La instantánea que salga de las urnas es toda una incógnita. ¿Gobernará el bloque de la moción de censura? ¿Tendremos la foto de Colón a la andaluza? ¿Asistiremos a una nueva traición dialéctica con una alianza PSOE-Ciudadanos? ¿O la aritmética será tan macabra que habrá nuevas elecciones? El escenario es impredecible. La demoscópica indica, según ha ido transcurriendo la campaña, que el nivel de tranquilidad de Pedro Sánchez se mide en 130 diputados, lo que ha insistido en llamar una mayoría suficiente para conservar asiento en La Moncloa. Menos de 100 generaría inquietud en el PP, y por debajo de 80 el porvenir en Génova 13 de Pablo Casado estaría sentenciado. 50 suponen una marca aceptable para Ciudadanos, pero supondría pinchar otra vez en su intento de liderar una centralidad de la que solamente quedan despojos al escorarse a la derecha. En Unidas Podemos los debates apuntan a que superará la barrera de los 40 representantes en el Congreso, lo que sería un fracaso respecto a 2016 pero un éxito frente a las expectativas que le otorgaban por debajo de los 30. Vox, que a partir de 10 ya proclamaría victoria, es la gran duda a tenor de que puede existir un ingente voto oculto para dispararle quién sabe si hasta ser tercera fuerza, un terremoto en los cimientos de la democracia. La treintena de diputados soberanistas invitan a ser determinantes.
La presión de la extrema derecha y el alto porcentaje de indecisos ha condicionado todas las estrategias. Sánchez se aprovechó de su traje presidencial para firmar una campaña de perfil bajo, dejando que la división en las filas de “la España en blanco y negro” bastara para fraguar su triunfo, hasta que su enredo con debatir en la televisión pública o en la privada, o en las dos o en ninguna, con unos y con los otros, le colocó en un incómodo primer plano. Un tropiezo salvado por el fuego cruzado entre PP y Ciudadanos. El aluvión de dardos ha permitido al socialista renovar su “no es no” para dejar claro al independentismo que con él “nunca” habrá un referéndum. Y que si traspasan los márgenes constitucionales no le temblará el pulso. Un mensaje para neutralizar los ataques, algunos extralimitados, de Casado, Rivera y Abascal acusándole de ser “cómplice del golpismo” y de tener pactados los indultos.

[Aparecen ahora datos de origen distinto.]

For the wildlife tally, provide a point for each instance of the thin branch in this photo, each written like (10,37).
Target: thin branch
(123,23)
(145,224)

la derecha, desbocada Lo del líder del PP ha sido caso aparte. No solo ha caído en la tentación de radicalizar a su partido para taponar la hemorragia de votos hacia Vox, sino que lo ha hecho soltando, casi a diario, soflamas fuera de lugar, datos erróneos de forma intencionada o, lo que es peor, de manera inconsciente. Y rodeado de candidatos ajenos a la política que han demostrado que, sin capacitación, solo les llamaron a filas para incendiar aún más la atmósfera. Casado moderó sus formas y discurso en los debates pero demasiado tarde, impostado y con su alter ego, Rivera, buscando pasarle por encima. Para personaje, el que se fabricó el líder de Ciudadanos en los combates televisivos, subido al pedestal por la prensa española que suspira por un pacto naranja con el PSOE que desnudaría la credibilidad de Rivera, cuyos postulados territoriales no se alejan de Vox.
La marca ultraderechista, prácticamente predemocrática, de Santiago Abascal podría barrer por ese carril ideológico si en las urnas se calca la imagen de asistencia a sus mítines. Su programa no solo consta en que el dictador permanezca en el Valle de los Caídos sino que quieren rescatar su espíritu para retroceder cuatro décadas en derechos sociales. Europa asiste pasmada a que el cordón sanitario no se establezca sobre Vox.
Pablo Iglesias ha enderezado el barco morado que se iba a pique mimetizándose en Errejón al abandonar los imposibles y apostar a que Unidas Podemos sea el dique de contención que obligue al PSOE a ser izquierda. También el independentismo catalán sujetaría a Sánchez, pero no será con un cheque en blanco. Veremos si ERC, esta vez, no solo gana en las encuestas. En la CAV, el PNV se erige como voto útil para defender el autogobierno, y EH Bildu se siente, como nunca antes, “determinante”.